How Can Beggars Afford To Keep Dogs?

The Skinny Dog Agency

by Andrew Sims (AndrewS@mortdieu.demon.co.uk)
written 02 Oct 1995

This article is classified "Partly real, partly fictional"


You can't have helped noticing that over the last few years, there has been
a large increase in the number of professional beggars on the streets of the
Western World.  This is not the right place to go into the reasons behind
this trend - what I am concerned with here is one of the associated
phenomenon.

Personal observation has shown that seven in eight of these beggars are
accompanied by a thin, scraggly dog.  The logic behind this is impeccable:
the British (at least) are soft touches for animals, and are much more
likely to give money to feed a starving dog than a human - thus the need for
the skinny dogs.  However, what has always puzzled me is this; these beggars
are supposed to be starving, with almost no food, and even less money.  How
can they afford to keep a pet?  Why don't they just eat the damn dog?  I
imagine that there's enough meat on a Great Dane to feed a good-sized family
for a week or so.

So after several months of careful research, I came to the only possible
conclusion - the beggars do not eat the dogs because the dogs are not the
beggars' to eat!  I believe that, according to strict Keynesian laws of
supply and demand, the has arisen a company which hires these dogs out to
beggars each day.

Every morning, the mendicants go to collect today's pooch from the Skinny
Dog Agency, and go out on to the streets for the day, before returning it
in the evening.  The fee is, of course, a part of the beggar's (increased)
take for the day.  The dogs, meanwhile are treated like royalty, no doubt
eating prime rump steak, and having the dishevelled look of their fur
carefully maintained by teams of dedicated, loving, hairdressers.

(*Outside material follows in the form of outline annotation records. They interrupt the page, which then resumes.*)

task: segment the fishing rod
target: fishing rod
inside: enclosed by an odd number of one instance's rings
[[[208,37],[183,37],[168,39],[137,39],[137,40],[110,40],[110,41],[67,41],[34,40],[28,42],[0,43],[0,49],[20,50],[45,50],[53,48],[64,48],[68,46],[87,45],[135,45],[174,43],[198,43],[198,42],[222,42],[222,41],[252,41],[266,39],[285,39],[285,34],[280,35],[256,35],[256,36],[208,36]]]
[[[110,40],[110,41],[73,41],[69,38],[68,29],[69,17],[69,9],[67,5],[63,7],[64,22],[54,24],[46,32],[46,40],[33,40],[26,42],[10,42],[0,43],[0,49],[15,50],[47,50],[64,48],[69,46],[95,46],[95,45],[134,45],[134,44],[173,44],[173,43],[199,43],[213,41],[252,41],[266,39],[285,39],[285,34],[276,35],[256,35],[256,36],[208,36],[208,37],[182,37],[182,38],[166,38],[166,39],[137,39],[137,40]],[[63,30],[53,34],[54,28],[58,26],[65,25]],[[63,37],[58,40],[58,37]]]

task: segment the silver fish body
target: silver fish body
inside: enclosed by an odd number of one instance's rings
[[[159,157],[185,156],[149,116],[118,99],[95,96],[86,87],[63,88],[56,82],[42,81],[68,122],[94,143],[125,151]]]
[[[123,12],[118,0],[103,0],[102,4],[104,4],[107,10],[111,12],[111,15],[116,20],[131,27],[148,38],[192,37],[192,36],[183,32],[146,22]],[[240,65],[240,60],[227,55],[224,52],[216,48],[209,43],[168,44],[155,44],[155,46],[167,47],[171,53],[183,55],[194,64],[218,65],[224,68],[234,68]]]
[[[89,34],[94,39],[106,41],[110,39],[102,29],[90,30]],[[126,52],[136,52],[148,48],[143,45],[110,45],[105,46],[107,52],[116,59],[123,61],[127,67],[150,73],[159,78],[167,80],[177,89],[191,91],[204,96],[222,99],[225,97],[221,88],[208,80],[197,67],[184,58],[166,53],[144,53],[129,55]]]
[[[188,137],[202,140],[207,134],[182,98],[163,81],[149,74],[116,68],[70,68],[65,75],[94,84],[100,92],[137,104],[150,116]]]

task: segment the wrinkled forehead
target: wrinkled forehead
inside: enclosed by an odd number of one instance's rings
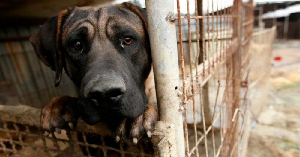
[[[143,24],[140,18],[121,4],[99,9],[75,7],[65,20],[62,29],[63,41],[68,34],[82,28],[87,28],[89,39],[95,35],[107,37],[106,36],[115,33],[116,30],[113,28],[122,27],[130,28],[141,38],[145,37]]]

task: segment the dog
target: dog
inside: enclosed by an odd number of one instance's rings
[[[40,27],[30,41],[55,71],[55,86],[63,68],[80,89],[78,98],[56,97],[42,109],[46,135],[73,128],[81,116],[90,125],[109,123],[117,142],[151,137],[158,114],[145,92],[152,64],[147,27],[146,10],[127,3],[70,7]]]

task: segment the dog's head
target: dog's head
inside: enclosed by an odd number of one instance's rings
[[[80,87],[87,123],[107,117],[134,118],[147,106],[144,82],[151,68],[146,11],[129,3],[70,8],[49,19],[30,39],[56,73],[63,68]]]

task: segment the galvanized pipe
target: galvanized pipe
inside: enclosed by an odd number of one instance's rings
[[[172,0],[146,0],[160,121],[175,127],[178,156],[184,156],[175,19]]]

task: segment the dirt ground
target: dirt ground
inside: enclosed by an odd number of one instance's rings
[[[268,101],[254,116],[249,157],[300,156],[299,41],[275,40],[273,47]]]

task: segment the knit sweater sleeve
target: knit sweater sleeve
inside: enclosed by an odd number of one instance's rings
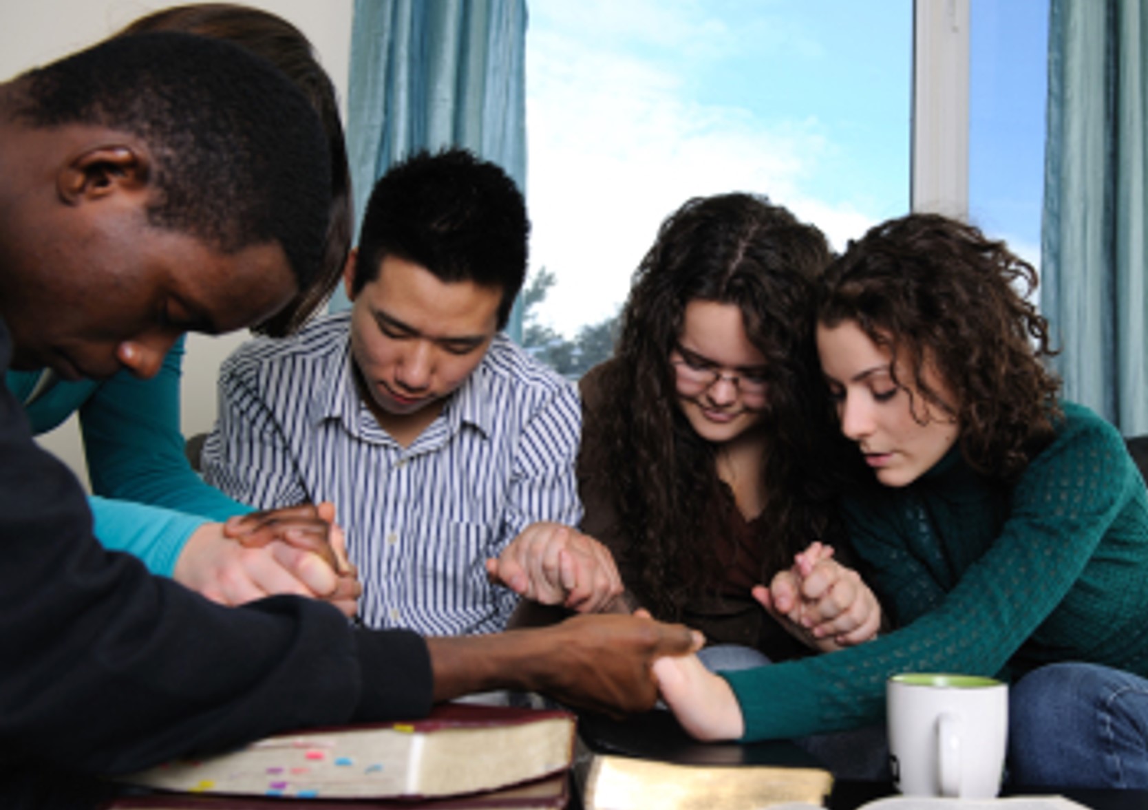
[[[1065,411],[1069,419],[1026,468],[987,550],[944,594],[924,589],[920,598],[928,600],[925,609],[903,606],[918,614],[915,621],[839,653],[726,673],[745,717],[745,739],[877,722],[885,682],[895,672],[1002,671],[1077,585],[1139,482],[1123,439],[1110,426],[1084,408]],[[867,559],[879,560],[908,542],[906,525],[895,515],[853,513],[850,519],[859,529],[853,535],[858,552]],[[947,551],[960,551],[961,528],[937,527],[939,542],[954,546]],[[1097,610],[1076,621],[1101,624],[1109,618]],[[1111,631],[1107,624],[1097,629]]]

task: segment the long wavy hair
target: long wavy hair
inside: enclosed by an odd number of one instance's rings
[[[856,322],[891,352],[897,384],[912,382],[956,416],[965,460],[1010,481],[1052,439],[1060,414],[1060,380],[1044,363],[1055,353],[1048,322],[1026,299],[1035,288],[1032,265],[1003,242],[915,213],[871,228],[833,262],[819,285],[817,320]],[[912,381],[897,380],[898,363]],[[925,382],[929,365],[949,402]]]
[[[721,576],[716,446],[678,407],[669,361],[691,302],[737,306],[766,358],[768,403],[754,428],[768,435],[762,582],[829,533],[829,489],[808,468],[820,437],[832,435],[812,340],[813,279],[829,259],[817,228],[763,196],[726,194],[690,200],[666,219],[634,274],[615,359],[603,369],[606,464],[594,474],[606,476],[642,570],[635,590],[658,615],[680,616],[687,597]]]

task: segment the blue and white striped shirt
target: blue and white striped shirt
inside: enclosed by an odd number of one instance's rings
[[[502,630],[517,597],[487,581],[486,559],[530,523],[582,517],[577,390],[497,335],[404,449],[356,389],[349,329],[341,312],[224,363],[204,477],[258,508],[334,503],[369,626]]]

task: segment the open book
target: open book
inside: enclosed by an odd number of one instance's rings
[[[101,810],[563,810],[569,774],[556,773],[501,790],[444,799],[256,799],[219,794],[156,793],[126,796]]]
[[[793,802],[778,804],[771,810],[822,810],[822,807]],[[1064,796],[1004,796],[1003,799],[886,796],[866,802],[858,810],[1088,810],[1088,808]]]
[[[820,807],[833,782],[790,742],[698,742],[657,710],[628,721],[582,715],[574,777],[584,810]]]
[[[426,719],[277,734],[119,781],[183,793],[418,799],[538,779],[565,771],[573,753],[567,711],[447,703]]]

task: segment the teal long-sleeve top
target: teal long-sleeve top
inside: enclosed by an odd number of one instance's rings
[[[95,536],[163,576],[171,576],[187,538],[203,523],[250,512],[204,484],[187,462],[179,427],[183,358],[180,338],[150,380],[127,372],[102,382],[57,380],[24,406],[37,435],[79,412]],[[41,375],[9,371],[5,381],[25,402]]]
[[[954,449],[909,486],[847,498],[851,543],[899,630],[838,653],[728,672],[745,739],[884,719],[903,671],[1011,679],[1081,661],[1148,677],[1148,497],[1123,438],[1065,403],[1011,488]]]

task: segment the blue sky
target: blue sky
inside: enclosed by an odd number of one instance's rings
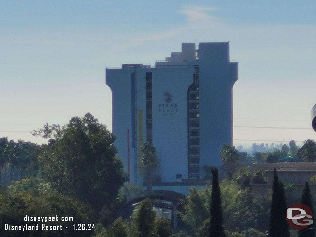
[[[0,0],[0,137],[40,143],[8,132],[88,112],[111,129],[106,67],[153,65],[184,42],[229,41],[234,144],[316,139],[314,1],[153,2]]]

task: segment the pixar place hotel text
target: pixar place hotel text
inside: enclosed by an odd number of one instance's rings
[[[68,227],[63,226],[60,224],[60,222],[73,222],[74,218],[71,216],[58,216],[57,215],[54,216],[30,216],[26,215],[24,218],[25,225],[13,225],[8,224],[4,224],[4,229],[9,231],[10,230],[21,230],[24,231],[26,230],[63,230],[70,228],[75,230],[94,230],[94,225],[91,223],[74,224],[71,227],[68,225]],[[34,224],[29,223],[34,222]],[[48,222],[50,224],[48,225]],[[40,222],[39,223],[37,222]],[[52,223],[56,223],[56,224],[52,225]]]

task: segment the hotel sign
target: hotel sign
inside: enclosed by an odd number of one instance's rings
[[[170,116],[174,115],[178,112],[178,104],[171,103],[172,95],[167,91],[165,92],[164,95],[166,96],[166,103],[159,104],[158,112],[162,113],[164,116]]]

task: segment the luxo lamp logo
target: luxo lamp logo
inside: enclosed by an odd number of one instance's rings
[[[302,203],[294,204],[288,208],[286,220],[293,229],[301,230],[313,223],[313,213],[308,206]]]

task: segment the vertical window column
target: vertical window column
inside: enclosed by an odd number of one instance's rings
[[[152,73],[146,73],[146,141],[153,143]]]
[[[188,176],[200,178],[200,103],[198,66],[194,66],[194,82],[188,91]]]

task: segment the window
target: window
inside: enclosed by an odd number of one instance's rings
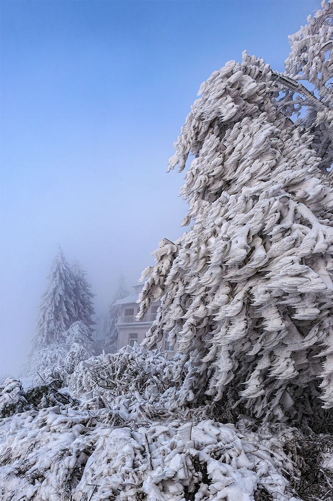
[[[136,341],[138,341],[138,333],[130,333],[128,334],[128,344],[130,346],[134,346],[134,343]]]
[[[172,346],[168,341],[167,341],[166,339],[164,342],[164,349],[166,351],[174,351],[174,346]]]

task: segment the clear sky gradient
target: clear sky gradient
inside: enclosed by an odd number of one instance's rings
[[[0,373],[29,349],[60,243],[98,308],[182,232],[168,159],[200,83],[242,52],[283,71],[306,1],[0,2]]]

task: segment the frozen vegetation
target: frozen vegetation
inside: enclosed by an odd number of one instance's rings
[[[94,356],[90,288],[60,252],[38,385],[0,388],[2,499],[333,499],[332,9],[284,73],[244,53],[202,84],[170,161],[193,158],[190,225],[143,273],[140,315],[162,301],[143,346]]]

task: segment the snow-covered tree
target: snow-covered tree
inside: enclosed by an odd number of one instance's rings
[[[64,332],[76,321],[76,286],[72,270],[60,247],[42,296],[34,340],[36,347],[58,342]]]
[[[106,353],[114,353],[117,349],[118,341],[118,330],[116,323],[120,313],[120,308],[115,303],[120,299],[124,299],[128,295],[128,292],[125,283],[125,278],[122,273],[119,277],[118,287],[108,311],[108,332],[105,340],[104,349]]]
[[[78,263],[69,266],[60,248],[42,296],[32,349],[22,373],[34,383],[66,380],[81,360],[91,356],[94,295]]]
[[[192,225],[160,242],[140,299],[141,316],[162,301],[148,347],[168,335],[190,361],[182,401],[233,388],[270,420],[333,406],[332,6],[290,38],[285,73],[246,53],[212,73],[175,143]]]
[[[86,280],[86,273],[82,269],[78,261],[74,261],[72,270],[74,277],[76,320],[82,322],[90,328],[91,333],[94,325],[92,316],[95,313],[92,302],[94,295],[92,292],[92,286]]]
[[[76,366],[94,353],[90,329],[76,322],[56,342],[35,349],[24,368],[34,384],[54,379],[66,383]]]

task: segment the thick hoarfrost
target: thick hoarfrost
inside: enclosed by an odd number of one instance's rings
[[[286,74],[246,54],[214,73],[176,144],[170,169],[194,157],[182,190],[192,225],[160,242],[141,300],[143,314],[162,298],[146,345],[167,334],[182,354],[135,345],[78,365],[91,324],[56,259],[39,356],[68,391],[2,383],[2,499],[332,498],[332,414],[319,403],[333,404],[332,5],[292,39]]]
[[[2,495],[7,501],[79,501],[92,493],[98,501],[180,501],[192,493],[197,501],[231,501],[264,489],[281,501],[298,499],[287,478],[298,472],[283,450],[288,433],[246,433],[211,420],[120,428],[102,422],[97,411],[24,412],[0,426]]]
[[[128,347],[78,365],[69,388],[76,400],[52,385],[53,404],[45,388],[24,393],[30,410],[0,421],[1,498],[298,501],[310,498],[297,493],[309,474],[329,491],[332,435],[317,444],[283,425],[222,424],[204,407],[176,407],[174,364]],[[4,391],[18,387],[8,380]]]
[[[154,253],[139,318],[161,299],[146,345],[178,342],[190,365],[180,401],[232,386],[253,415],[300,422],[333,406],[333,189],[313,127],[330,144],[333,129],[305,88],[312,128],[290,119],[288,78],[244,53],[202,85],[170,161],[182,171],[194,157],[182,189],[192,225]]]

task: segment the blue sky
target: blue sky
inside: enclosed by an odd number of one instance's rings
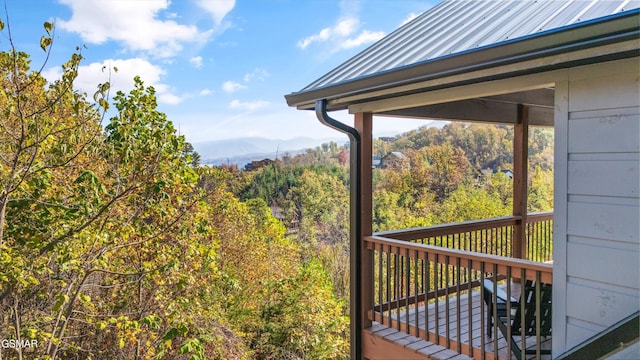
[[[55,24],[43,74],[54,79],[76,46],[78,89],[93,94],[117,67],[112,88],[140,75],[159,110],[197,144],[240,137],[336,137],[312,112],[289,108],[298,91],[437,1],[412,0],[6,0],[0,12],[18,50],[42,66],[42,24]],[[8,17],[8,20],[7,20]],[[0,37],[9,48],[7,28]],[[352,121],[347,113],[334,113]],[[420,123],[426,124],[426,123]],[[417,122],[380,120],[379,135]]]

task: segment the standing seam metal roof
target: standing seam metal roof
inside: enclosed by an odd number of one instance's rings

It has also been conjectured that the Skinny Dog Agency is branching out
into other, associated, realms of business - is it merely coincidence that
every class at school, every lecture at every University, and each and
every Hall of Residence, has one total no-hoper (exactly one, you'll notice;
never more, never less).  You all know the type, the guy or girl who sits
on the front row, asking dumb questions about things that are so obvious
that everyone else instantly worked them out...  I ask you - are they
really as dumb as they look?  Can anyone really be that dumb?  Are they,
perhaps, highly-trained method actors, retained by the Universities to make
even the dumbest of regular students feel a warm glow of superiority?

So, the next time you pass a beggar in the street, Skinny Dog (TM) by his
side, remember that no matter how hungry he gets, he won't be able to eat
roast dog - so hand over a few coins, OK?